Example audit event:

{"action":"ban","details":{"repeat":1,"rule":"maximum-auth","score":9,"seconds":259200,"until":1780970421},"ip":"203.0.113.77","time":1780711221}

systemd

Example unit:

[Unit]
Description=chadnet SSH abuse dropper
Documentation=https://git.nadeko.net/legs/chadnet
After=network-online.target
Wants=network-online.target

[Service]
Type=simple
ExecStart=/usr/bin/python3 /opt/chadnet/chadnet.py --backend nftables --state-dir /var/lib/chadnet monitor
Restart=always
RestartSec=5
WorkingDirectory=/var/lib/chadnet
NoNewPrivileges=yes
PrivateTmp=yes
ProtectHome=yes
ProtectSystem=full
ReadWritePaths=/var/lib/chadnet

[Install]
WantedBy=multi-user.target

Install:

sudo install -d -m 0750 /var/lib/chadnet
sudo install -m 0644 chadnet.service /etc/systemd/system/chadnet.service
sudo systemctl daemon-reload
sudo systemctl enable --now chadnet.service

View logs:

journalctl -u chadnet -f

Operations

Allowlists should cover only trusted administrative paths such as management VPNs, office egress addresses, monitoring nodes, and emergency access ranges. Keep them narrow.

Use status --json for automation and external monitoring. Use report during incident review to understand which rules, usernames, and sources are driving enforcement.

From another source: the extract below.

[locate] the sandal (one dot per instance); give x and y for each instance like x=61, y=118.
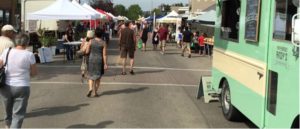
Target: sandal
x=89, y=93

Use export before backend migrations. Use import after migrations or when applying a trusted blocklist. Use cleanup after manual firewall changes to refresh state-derived files.

If an administrator is blocked, run unban ADDRESS from a trusted console or out-of-band access path, then add that access path to the allowlist.

Upgrade Path

  1. Stop the service.
  2. Preserve /var/lib/chadnet.
  3. Replace /opt/chadnet/chadnet.py.
  4. Run install-firewall if backend names or firewall backend changed.
  5. Start the service.
  6. Review status and report.

Security Model

chadnet is a reactive network control for SSH abuse. It reduces repeated hostile authentication activity by blocking sources after observed behavior. It does not replace key-only SSH authentication, disabled password login, multi-factor access, patching, least privilege, restricted management networks, or a default-deny firewall policy.

Repository

Publication target:

git.nadeko.net/legs/chadnet

The local source provided for this rework contained attribution to DNSRail dropnet and a Creative Commons Attribution-NonCommercial-ShareAlike 4.0 International license notice. If this code remains a derivative of that project, keep the required attribution and license obligations when publishing.